I did not post here for a while because I am very busy right now! I am working on my last paper for my PhD thesis and the deadline is by the end of march... I had do conduct an experiment, process some data and now I am parsing the ANOVA results and this in parallel to the writing of the paper. After this last deadline, I will begin to write my PhD manuscript in English! :) So exciting!

During the few free time I found (almost at night), I test Battlefield Bad Company 2 with friends. Also, I implement spherical harmonic lighting for the purpose of ambient lighting of dynamically moving objects in the current "3d engine" I develop (a light pre-pass renderer with relief-mapping on all surfaces and other cool features).

And, as written in the title, I am currently learning CUDA! Indeed, I have bought the new book by David Kirk and Wen-mei W. Hwu called Programming Massively Parallel Processors: A Hands-on Approach. I found this book well written and it nicely introduces CUDA. Good job authors! I only had a large overview of the CUDA architecture but now it is clear in details.
The first thing I did is to take an example in the nVidia CUDA browser and make it independent of their cutil library and others. To build and run my example, You should just need to install the CUDA Toolkit. You can download this simple program HERE. It features a simple grid of points which height is computed using CUDA and stored in a VBO. The result is finally displayed using OpenGL. Only Debug and Release configurations work (32 and 64bits). Emulation profiles will not compile right now. Also, the CUDA code is nicely separated from the c++ code, something I did not find in every web examples. The other libraries used are glut, glu and glew (everything is in the zip file).
So when I will have finished to read the book (and implemented their examples), I may start writing a little demo... :D

See you soon!


  1. Good luck writing your thesis in English, the extra difficulty will have the consequence that your thesis will be readable by the entire earth, not just a handful of french researchers :)

    Programming Massively Parallel Processors is a good book, I'm reading it by now. The only thing I disliked was the price for such a small book, I like 1000 pages books for that price :)

  2. Thank you! :) The most difficult part will be to translate my previous work section from French to English. Then, all my articles are in english so roughly I will copy-past, add more details, organize section with nice links and finally add more eye-candy pictures!

    Concerning the book, yes: so high price for a small book... (I have already read nearly one third of the book in one day). As compared to the upcoming GPUPro (which I will receive) the ratio price/nbPages is too high.
    In this book, I really apreciated the part talking about hardware evolution from geForce2MX (my first graphic card! Ah good old days) to current GPU. That was fun to read!

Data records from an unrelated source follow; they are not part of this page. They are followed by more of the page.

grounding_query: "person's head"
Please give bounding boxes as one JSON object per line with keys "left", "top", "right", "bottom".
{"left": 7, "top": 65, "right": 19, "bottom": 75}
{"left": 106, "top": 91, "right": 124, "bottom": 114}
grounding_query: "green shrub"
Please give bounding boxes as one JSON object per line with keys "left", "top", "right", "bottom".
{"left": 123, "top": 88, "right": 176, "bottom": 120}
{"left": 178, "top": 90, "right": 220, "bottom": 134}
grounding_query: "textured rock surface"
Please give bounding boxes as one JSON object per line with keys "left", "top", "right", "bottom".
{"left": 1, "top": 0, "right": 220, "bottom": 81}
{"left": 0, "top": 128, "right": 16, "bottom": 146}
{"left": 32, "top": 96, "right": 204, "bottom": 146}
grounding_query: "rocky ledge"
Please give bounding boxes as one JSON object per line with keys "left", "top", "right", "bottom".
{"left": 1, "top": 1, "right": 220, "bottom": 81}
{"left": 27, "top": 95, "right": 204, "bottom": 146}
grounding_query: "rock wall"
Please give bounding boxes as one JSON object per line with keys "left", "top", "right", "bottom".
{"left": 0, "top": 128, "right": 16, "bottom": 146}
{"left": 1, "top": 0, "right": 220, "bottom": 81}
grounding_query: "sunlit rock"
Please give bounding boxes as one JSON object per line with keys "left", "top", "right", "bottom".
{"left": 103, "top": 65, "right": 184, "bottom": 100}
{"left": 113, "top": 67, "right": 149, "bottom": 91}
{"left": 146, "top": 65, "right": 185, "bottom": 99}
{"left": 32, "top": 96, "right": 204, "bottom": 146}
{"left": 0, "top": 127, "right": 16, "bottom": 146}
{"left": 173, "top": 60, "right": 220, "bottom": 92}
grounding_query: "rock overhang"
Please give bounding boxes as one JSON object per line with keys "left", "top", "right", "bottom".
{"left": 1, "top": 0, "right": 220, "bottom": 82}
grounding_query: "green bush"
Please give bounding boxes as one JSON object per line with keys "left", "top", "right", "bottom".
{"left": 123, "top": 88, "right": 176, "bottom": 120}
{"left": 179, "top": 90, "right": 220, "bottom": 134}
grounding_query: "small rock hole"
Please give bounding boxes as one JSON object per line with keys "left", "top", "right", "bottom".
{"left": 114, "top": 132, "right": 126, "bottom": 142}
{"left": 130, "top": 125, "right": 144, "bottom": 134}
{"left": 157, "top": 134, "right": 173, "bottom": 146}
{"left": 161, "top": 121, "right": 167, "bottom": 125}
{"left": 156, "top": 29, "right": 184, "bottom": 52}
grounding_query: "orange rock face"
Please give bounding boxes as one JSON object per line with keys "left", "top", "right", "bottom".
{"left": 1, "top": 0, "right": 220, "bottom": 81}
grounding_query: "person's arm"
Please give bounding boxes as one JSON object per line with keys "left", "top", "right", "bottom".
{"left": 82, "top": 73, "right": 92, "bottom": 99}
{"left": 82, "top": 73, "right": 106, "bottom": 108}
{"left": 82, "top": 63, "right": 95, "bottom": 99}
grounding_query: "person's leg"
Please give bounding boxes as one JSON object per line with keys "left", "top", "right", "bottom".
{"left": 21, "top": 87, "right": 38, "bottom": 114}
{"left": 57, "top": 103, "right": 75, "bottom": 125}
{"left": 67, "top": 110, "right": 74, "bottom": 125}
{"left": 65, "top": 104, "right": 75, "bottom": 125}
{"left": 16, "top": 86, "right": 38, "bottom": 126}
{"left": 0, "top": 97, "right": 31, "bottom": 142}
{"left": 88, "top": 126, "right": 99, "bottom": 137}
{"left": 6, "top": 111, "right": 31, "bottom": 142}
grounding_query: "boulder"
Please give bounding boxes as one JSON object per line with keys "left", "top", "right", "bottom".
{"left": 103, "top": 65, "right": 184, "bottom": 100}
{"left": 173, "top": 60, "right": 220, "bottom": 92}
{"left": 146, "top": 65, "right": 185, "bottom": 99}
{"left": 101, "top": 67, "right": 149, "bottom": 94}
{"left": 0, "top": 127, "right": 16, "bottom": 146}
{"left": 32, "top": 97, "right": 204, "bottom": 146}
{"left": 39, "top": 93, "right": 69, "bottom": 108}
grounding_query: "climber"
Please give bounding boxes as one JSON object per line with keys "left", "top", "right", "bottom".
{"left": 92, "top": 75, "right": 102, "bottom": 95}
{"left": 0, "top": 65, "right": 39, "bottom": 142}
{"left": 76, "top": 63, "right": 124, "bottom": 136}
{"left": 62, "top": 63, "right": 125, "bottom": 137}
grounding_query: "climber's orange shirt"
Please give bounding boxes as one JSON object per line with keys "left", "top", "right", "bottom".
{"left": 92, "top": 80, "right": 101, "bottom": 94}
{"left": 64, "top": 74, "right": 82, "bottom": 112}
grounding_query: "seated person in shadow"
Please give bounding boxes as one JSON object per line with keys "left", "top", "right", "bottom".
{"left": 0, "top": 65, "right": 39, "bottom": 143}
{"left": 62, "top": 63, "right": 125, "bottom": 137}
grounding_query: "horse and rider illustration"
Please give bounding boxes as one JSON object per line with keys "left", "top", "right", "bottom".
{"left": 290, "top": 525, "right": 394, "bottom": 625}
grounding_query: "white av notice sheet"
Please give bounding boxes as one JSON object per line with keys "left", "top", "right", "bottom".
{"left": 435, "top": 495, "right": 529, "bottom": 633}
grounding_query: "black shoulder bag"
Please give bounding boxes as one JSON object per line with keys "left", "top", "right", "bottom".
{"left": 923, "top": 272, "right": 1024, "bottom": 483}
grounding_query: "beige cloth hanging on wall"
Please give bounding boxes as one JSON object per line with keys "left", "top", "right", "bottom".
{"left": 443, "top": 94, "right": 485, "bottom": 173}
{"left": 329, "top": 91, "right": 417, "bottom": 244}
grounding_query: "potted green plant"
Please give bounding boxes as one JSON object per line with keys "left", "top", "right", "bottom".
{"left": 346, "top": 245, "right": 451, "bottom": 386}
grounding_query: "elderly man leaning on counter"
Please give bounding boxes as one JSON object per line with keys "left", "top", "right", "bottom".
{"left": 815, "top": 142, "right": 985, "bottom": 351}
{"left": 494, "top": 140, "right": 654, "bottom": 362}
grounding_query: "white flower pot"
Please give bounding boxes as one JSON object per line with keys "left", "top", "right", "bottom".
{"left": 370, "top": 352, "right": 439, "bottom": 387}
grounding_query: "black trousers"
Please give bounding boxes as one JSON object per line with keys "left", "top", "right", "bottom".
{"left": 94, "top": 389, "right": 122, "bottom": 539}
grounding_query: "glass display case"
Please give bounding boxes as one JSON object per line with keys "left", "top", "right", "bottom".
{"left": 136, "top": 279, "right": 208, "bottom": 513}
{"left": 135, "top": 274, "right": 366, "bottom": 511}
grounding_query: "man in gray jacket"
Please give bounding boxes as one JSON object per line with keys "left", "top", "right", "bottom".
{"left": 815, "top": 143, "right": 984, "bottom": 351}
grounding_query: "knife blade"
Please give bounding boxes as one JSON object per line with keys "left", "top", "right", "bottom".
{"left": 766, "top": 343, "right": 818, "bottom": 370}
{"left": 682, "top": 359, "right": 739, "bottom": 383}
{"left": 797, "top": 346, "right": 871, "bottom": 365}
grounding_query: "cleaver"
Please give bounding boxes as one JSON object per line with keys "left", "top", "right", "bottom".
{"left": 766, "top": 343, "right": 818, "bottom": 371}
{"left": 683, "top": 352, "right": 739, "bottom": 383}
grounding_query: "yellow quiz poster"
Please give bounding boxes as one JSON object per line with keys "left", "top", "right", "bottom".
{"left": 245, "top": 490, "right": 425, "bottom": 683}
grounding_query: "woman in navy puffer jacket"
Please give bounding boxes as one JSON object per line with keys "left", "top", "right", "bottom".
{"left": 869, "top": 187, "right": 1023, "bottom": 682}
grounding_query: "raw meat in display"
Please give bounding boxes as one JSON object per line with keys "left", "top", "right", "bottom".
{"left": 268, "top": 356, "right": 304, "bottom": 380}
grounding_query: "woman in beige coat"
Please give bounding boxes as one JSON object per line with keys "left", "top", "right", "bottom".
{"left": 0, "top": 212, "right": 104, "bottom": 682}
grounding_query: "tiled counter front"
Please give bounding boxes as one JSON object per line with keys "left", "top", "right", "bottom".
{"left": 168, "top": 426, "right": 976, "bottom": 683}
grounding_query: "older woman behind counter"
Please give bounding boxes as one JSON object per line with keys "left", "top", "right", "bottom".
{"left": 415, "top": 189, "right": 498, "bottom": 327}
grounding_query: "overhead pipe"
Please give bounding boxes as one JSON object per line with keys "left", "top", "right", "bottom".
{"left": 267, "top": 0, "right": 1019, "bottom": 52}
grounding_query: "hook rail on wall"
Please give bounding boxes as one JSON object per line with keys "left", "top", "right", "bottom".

  3. I'm wondering how you can write generic CUDA code when the optimizations depend so much on the specifications of each card.
    They give the example of the GF80's limitations, showing how much compute power you could lose if you happened to cut your matrix into chunks "al little" too big (> 16x16).
    Well, I haven't finished the book yet, the answer may hide at the end :D

  4. I agree, it seems that you really need to take care about the device you are using. I think that is why you can query so many properties about the device (block/grid size limit, etc).
    Don't know OpenCL in details yet, but maybe in this language this is hidden to the user... As you said, we need to reach the end of the book! :)

  5. I was tempted to buy the book myself but... I have a radeon :)

  6. Ah, so you may start directly with OpenCL! :)

    Since my first computer, I always bought nVidia cards (geForce2MX, 4Ti4200, 7900GT an now GTX275). This maybe due to my little experience of bad OpenGL ati driver on linux in 2003~4. I stay exclusively on windows since then so maybe one day I'll go ati!